Через пять лет один из его блудных духовных сыновей, Иван Редников, ставший членом ревтрибунала, написал бывшему наставнику письмо с призывом отказаться от борьбы с советской властью. «Вы, – обращался к нему Редников, – уважаемый всей учащейся молодежью города Якутска…»
Отвечая, Куликовский отвлекся от темы и отдался воспоминаниям о чрезвычайно важных для него отношениях с молодыми людьми вроде автора письма. «Для меня было счастьем, – писал этот немолодой и одинокий энтузиаст, – наблюдать в среде учащейся молодежи тот момент их жизни, когда человек становится человеком. И, конечно, проникаешься уважением к молодежи, которой дано в этот период ярко проявлять священную суть жизни – свободомыслие. И я был счастлив, хотя случались моменты грусти, ведь и я был в таком же периоде, но жизненные тучи затуманили зарю молодости и не дали мне стать тем, чем хотелось бы быть», – проговаривается Куликовский о собственных несбывшихся надеждах.
«Душа болит, когда вспоминаешь, что некоторых из этих юношей, – продолжал он, имея в виду тех своих питомцев, кто пошел служить красным, – я знал и любил в них нарождающуюся интеллигентность. Теперь эти юноши без мысли и воли стали автоматами, потрошителями человеческого мяса, стали пустосвятами, твердящими, что только Ленин свят…»

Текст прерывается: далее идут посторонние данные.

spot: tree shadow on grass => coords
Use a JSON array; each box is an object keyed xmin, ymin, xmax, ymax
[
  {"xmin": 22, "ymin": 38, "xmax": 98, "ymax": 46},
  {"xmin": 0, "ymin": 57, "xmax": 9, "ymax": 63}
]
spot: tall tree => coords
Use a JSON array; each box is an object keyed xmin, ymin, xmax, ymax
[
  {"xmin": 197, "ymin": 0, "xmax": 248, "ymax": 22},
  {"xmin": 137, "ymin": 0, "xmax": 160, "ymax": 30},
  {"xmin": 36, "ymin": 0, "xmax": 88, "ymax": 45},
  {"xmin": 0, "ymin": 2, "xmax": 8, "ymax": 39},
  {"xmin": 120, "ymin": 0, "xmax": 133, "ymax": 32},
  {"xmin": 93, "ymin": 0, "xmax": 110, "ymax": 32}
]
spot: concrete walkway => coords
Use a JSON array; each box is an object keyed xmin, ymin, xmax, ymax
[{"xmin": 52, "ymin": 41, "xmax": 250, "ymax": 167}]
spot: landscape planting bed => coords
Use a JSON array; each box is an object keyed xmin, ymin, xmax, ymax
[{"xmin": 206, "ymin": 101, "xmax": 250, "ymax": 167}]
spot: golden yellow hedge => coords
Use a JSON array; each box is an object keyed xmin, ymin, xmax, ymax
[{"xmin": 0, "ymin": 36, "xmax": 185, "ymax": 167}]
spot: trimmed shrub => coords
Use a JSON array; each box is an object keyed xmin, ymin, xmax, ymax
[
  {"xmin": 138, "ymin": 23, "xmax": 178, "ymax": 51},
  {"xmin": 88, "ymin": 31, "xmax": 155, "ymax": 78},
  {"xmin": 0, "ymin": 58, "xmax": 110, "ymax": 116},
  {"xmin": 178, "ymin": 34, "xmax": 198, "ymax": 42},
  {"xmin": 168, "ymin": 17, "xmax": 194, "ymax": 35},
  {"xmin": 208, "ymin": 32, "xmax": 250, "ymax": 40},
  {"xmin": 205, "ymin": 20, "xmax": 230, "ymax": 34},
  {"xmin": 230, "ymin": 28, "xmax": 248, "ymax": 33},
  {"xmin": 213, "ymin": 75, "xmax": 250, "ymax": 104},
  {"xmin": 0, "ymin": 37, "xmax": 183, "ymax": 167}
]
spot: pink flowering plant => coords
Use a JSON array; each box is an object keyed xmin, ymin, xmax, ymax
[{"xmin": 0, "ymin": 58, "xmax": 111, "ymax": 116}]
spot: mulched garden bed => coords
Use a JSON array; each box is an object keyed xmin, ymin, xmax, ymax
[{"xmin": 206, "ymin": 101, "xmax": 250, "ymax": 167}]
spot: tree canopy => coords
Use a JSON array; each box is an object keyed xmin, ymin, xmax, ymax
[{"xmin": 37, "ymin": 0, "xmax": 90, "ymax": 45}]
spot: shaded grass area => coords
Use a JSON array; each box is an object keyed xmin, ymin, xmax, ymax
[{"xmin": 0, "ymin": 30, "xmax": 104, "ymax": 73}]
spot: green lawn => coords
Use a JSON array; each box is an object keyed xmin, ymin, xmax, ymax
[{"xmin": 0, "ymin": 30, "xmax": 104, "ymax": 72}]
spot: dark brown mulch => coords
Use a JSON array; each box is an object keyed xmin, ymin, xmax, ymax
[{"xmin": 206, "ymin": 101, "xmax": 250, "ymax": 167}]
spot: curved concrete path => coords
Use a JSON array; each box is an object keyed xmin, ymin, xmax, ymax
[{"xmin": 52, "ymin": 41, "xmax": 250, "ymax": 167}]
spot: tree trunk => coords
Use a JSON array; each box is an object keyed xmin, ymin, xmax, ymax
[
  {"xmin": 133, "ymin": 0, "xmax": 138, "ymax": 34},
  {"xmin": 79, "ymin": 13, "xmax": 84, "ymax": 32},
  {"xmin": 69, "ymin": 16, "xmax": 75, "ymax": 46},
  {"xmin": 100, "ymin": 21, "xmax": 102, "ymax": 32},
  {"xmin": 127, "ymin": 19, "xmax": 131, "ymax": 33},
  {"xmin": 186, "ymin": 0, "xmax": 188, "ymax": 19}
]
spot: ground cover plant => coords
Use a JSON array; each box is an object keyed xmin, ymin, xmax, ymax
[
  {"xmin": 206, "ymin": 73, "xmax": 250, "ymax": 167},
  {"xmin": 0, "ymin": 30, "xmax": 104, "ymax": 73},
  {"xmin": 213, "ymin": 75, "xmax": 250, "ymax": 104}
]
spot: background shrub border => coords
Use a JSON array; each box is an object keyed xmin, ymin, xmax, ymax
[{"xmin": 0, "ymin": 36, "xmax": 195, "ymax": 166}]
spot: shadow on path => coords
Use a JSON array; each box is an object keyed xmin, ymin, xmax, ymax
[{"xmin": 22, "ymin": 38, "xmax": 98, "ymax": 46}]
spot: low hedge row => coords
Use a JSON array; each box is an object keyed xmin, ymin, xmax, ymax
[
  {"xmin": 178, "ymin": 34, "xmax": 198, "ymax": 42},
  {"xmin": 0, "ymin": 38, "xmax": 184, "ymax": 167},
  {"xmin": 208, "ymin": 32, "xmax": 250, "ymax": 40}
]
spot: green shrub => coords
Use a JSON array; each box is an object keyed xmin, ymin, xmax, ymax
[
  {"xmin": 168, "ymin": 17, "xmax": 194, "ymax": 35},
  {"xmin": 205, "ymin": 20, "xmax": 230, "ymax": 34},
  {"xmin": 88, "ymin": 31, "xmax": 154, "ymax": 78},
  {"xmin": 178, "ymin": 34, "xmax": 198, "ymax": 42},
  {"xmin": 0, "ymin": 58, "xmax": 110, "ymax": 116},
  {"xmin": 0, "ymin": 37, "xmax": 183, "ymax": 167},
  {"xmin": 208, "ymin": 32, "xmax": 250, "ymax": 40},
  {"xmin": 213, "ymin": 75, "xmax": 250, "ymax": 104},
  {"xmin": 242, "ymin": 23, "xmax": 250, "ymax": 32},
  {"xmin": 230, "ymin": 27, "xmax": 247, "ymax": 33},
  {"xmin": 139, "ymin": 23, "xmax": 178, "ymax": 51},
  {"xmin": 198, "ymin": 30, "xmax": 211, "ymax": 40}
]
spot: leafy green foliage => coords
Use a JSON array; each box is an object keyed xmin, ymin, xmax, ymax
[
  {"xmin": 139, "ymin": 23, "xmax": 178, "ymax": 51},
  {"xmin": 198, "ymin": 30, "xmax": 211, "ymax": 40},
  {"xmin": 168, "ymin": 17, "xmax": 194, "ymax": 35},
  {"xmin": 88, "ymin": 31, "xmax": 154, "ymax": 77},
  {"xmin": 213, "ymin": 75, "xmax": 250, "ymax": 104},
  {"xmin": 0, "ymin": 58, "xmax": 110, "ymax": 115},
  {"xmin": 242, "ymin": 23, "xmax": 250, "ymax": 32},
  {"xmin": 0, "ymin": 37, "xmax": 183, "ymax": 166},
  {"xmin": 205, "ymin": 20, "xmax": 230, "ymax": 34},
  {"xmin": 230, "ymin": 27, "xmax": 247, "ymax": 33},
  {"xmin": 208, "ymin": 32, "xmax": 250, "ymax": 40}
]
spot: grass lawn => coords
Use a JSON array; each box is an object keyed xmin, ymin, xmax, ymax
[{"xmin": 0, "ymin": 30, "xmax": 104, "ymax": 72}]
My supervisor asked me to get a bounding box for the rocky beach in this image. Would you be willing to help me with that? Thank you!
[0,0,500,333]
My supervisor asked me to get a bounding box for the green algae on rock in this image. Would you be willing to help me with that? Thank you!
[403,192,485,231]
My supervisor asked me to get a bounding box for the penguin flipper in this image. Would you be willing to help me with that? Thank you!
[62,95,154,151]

В феврале 1921 года ЧК арестовала в Якутске свыше трех сотен участников «контрреволюционного заговора», из них около ста человек приговорили к исправительным работам, тридцать пять расстреляли. Для города с населением семь-восемь тысяч человек это были колоссальные цифры. Арестованных избивали шомполами, в сорокаградусные морозы держали в нетопленых помещениях, сажали на лед, водили на прогулку босыми. Дворницкий лом применялся как орудие пытки.
Куликовский тогда служил в торгово-закупочном кооперативе «Холбос». Он рад был переждать смутное время подальше от Якутска и принял предложение уехать в командировку за тысячу верст к востоку – руководить постройкой дороги от порта Аян на Охотском море, где скоро высадится Пепеляев, до села Нелькан на реке Мае. По Мае, Алдану и Лене пароходами доставляли в Якутск те грузы, что морем приходили в Аян, но от Аяна до Нелькана их вьючным способом везли на лошадях или оленях. Проложить здесь колесный тракт собирались давно, мешало то отсутствие денег, то война и революция, то разные мнения насчет того, по какому маршруту он должен пройти через Становой хребет. В конце концов за дело взялся «Холбос».
Куликовский обосновался в Нелькане, вел изыскательские работы и неожиданно для себя оказался в эпицентре потрясших Якутию событий – Нелькан стал колыбелью крупнейшего за всю ее историю народного восстания.
2
В августе 1921 года из Якутска бежала группа бывших офицеров, служивших в военкомате и других учреждениях. После побега один из советских начальников, по недостатку бдительности принявший их на службу, оправдывался тем, что стал жертвой своего рода оптического обмана: «Они (эти офицеры. – Л.Ю.) сумели завоевать доверие многих коммунистов, так как в дни реакции казались красными в кругу черных, в действительности оставшись теми же белыми».
Возглавил побег военрук Толстоухов. Офицеры направлялись к Охотскому побережью, рассчитывая на каком-нибудь американском или японском судне выбраться во Владивосток. Кто-то собирался вступить в Белую армию, другие – эмигрировать. Из города они выехали будто бы для заготовки фуража на зиму, поэтому погоню выслали с опозданием и она ни с чем вернулась обратно.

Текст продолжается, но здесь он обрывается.